レーティッシュ鉄道の両路線は2008年にユネスコ世界遺産(文化遺産)に登録されました。

登録に当たっては、鉄道会社はもちろんのことスイス・イタリアの両国の保存団体が設立しており、「国境を越える世界遺産」として保護のあり方が評価された背景があります。

サンモリッツのリゾート地化に貢献したアルブラ線

1904年に開通したアルブラ線はエンガディン地方のクールとサンモリッツを結ぶ登山鉄道であり、その距離は89kmに及びます。世界遺産に登録されているのはそのうちの67kmであり、1819mのアルブラ峠までの急勾配を走行します。

この急勾配をさけるため、自然の地形に沿って円を描くように線路が敷かれたループトンネルが路線中に5箇所あります。

この鉄道が建設された背景には、山岳リゾート地として発展途上であったサンモリッツへの交通ルートの確保のためでした。

徒歩や馬車くらいしか交通手段がなく、冬季は危険が伴う山道を年間を通してアクセスを確保するためにアルブラ線が建設されたのです。

沿線にはアルプスの原風景というべき美しい景色が広がっており、なかでもランドヴァッサー橋はこの鉄道で最も有名な景観として知られています。

ランドヴァッサー橋よりも高いソリス橋など、自然景観とともに数々の見所がアルブラ線にはあります。

国境を越える登山列車、ベルニナ線

ベルニナ線はサンモリッツからイタリアのティラーノまでの61kmの距離を走る路線であり、1910年に開通しました。赤い車体が印象的な路線であり、その登山技術は日本の箱根登山鉄道のモデルにもなりました。ちなみに箱根登山鉄道は1979年にレーティッシュ鉄道との間で姉妹鉄道協定が結ばれ、交流があります。

429mから2253kmの高低差を最大70‰の勾配で走行し、オスピティオ・ベルニナ駅は粘着式鉄道のヨーロッパの駅では標高最高地点です。

この駅は氷河湖ラゴ・ビアンコの湖畔に位置しており、さまざまな氷河を眺めることができるスポットとして知られています。ベルニナ線のルートは車窓からの壮大な山岳風景を最大限楽しめるように計画されました。

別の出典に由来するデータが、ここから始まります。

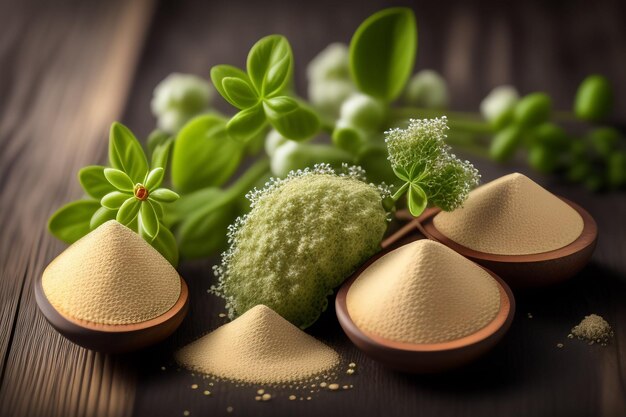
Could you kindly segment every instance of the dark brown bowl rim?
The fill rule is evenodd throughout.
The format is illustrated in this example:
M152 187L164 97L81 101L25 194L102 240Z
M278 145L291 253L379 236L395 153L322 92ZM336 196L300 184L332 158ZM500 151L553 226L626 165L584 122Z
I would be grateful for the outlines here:
M441 209L433 209L428 213L428 216L424 218L420 217L422 221L422 228L427 233L427 237L434 239L444 245L448 246L450 249L474 259L491 261L491 262L503 262L503 263L529 263L529 262L544 262L544 261L553 261L556 259L561 259L578 253L590 245L594 244L598 237L598 226L594 218L589 214L587 210L579 206L578 204L570 201L564 197L557 196L564 203L569 205L571 208L576 210L576 212L583 219L583 230L572 243L563 246L562 248L554 249L547 252L533 253L533 254L525 254L525 255L501 255L495 253L488 252L480 252L474 249L470 249L466 246L463 246L452 239L445 236L441 233L434 224L434 217L439 214Z
M165 313L146 321L142 321L139 323L132 324L100 324L93 323L87 320L76 319L74 317L69 317L56 308L50 303L48 297L43 290L42 277L37 279L35 284L35 297L37 301L37 305L39 306L42 313L46 316L46 318L55 325L61 324L65 322L65 324L69 324L70 326L76 326L81 329L87 329L92 332L100 332L100 333L131 333L138 332L150 328L154 328L160 326L169 320L172 320L176 315L183 310L189 299L189 288L187 287L187 283L181 277L180 278L180 295L178 296L178 300L169 310Z
M485 325L480 330L459 339L450 340L448 342L440 342L440 343L406 343L406 342L398 342L394 340L389 340L377 336L375 334L371 334L369 332L361 330L355 323L352 321L350 317L350 313L348 312L348 306L346 303L346 298L348 296L348 291L350 287L356 281L356 279L361 275L361 273L369 267L372 263L376 262L379 258L386 255L390 251L382 251L379 254L372 257L368 262L366 262L359 270L354 273L348 281L346 281L339 292L337 293L337 297L335 299L335 307L336 313L339 321L341 322L343 327L347 327L347 331L352 333L352 335L358 337L362 341L366 342L369 345L376 346L379 349L392 349L397 351L405 351L405 352L413 352L413 353L426 353L426 352L444 352L444 351L453 351L456 349L464 349L472 345L479 344L494 334L498 333L499 330L503 328L507 328L510 326L513 320L513 314L515 313L515 298L513 296L513 292L509 288L509 286L500 278L498 275L493 273L487 268L482 267L481 265L476 264L476 266L485 270L492 278L495 279L498 284L498 289L500 292L500 309L496 316L491 320L487 325ZM468 260L469 262L472 262Z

サンモリッツからティラーノまでの所要時間は2時間30分であり、山と湖、氷河の寒い世界から標高が下がるとイタリアのイメージを思わせる南国の風景が広がっています。

アルプス山脈にある杭上住居群

アルプス山脈周辺では紀元前5000年ごろから紀元前500年ごろまで杭上住居が建造されました。

杭上住居は高床式であり、湖や湿地に杭を立て、その上に住居が建てられました。

このような建築構造になったのは、氾濫を避ける工夫があったからだと考えられますが、長い間水没でその存在を忘れ去られていました。

その存在が再び知られるようになったのは19世紀半ばに発生した大旱魃であり、その住居跡が良好な状態で発見されました。水没していたことがかえって保存に繋がることになったのです。

湖の上に住居を立てた理由として、外敵の襲撃に備えるためや農耕地を住宅地に割かないで済むためなどが考えられています。

湖や湿地の上に杭を立て、その上に横木を渡してさらにその上に板などを敷いて、さらにその上を土で固めた上で家が建てられました。

2011年には「アルプス山脈周辺の先史時代の杭上住居群」として世界遺産(文化遺産)に登録されました。

杭上住居はアルプス山脈の周辺地域に数多く点在しており、世界遺産に登録された構成資産はスイス、イタリア、ドイツ、フランス、オーストリア、スロベニアの6カ国にまたがっています。

活発な地殻変動で知られるサルドナ

スイス東部のアルプス山中にある巨大な衝上断層がグラールス衝上断層です。

衝上断層とは上層の地層が下層の地層に対してゆるい角度でずり上がった断層のことであり、断層面と水平面が45度以下の逆断層のことです。

グラールス衝上断層は古い堆積岩と新しい堆積岩との接触面を作り出しており、非常に広い範囲で断層が露出しています。

グラールス町の地殻にあるチンゲルホェルナーと呼ばれる崖は特に有名です。

また、グラールス衝上断層は地質学上非常に重要な史料となっています。

このような種類の衝上断層は世界的に珍しいわけではないですが、グラールス衝上断層は観察がしやすいため多くの研究がなされてきて、特に造山運動の研究史において大きな貢献をしてきたからです。

大陸の衝突によって形成した造山活動の見本としてその完全性が評価され、2008年には「スイスの活発な地殻変動地域サルドナ」として世界遺産(自然遺産)に登録されました。

現在は断崖の風化や観光客の増加に備えた徹底的な保全計画が必要になってきているほか、地質学者が研究を行えるための安全な調査ルートの開発などが重大な課題となっています。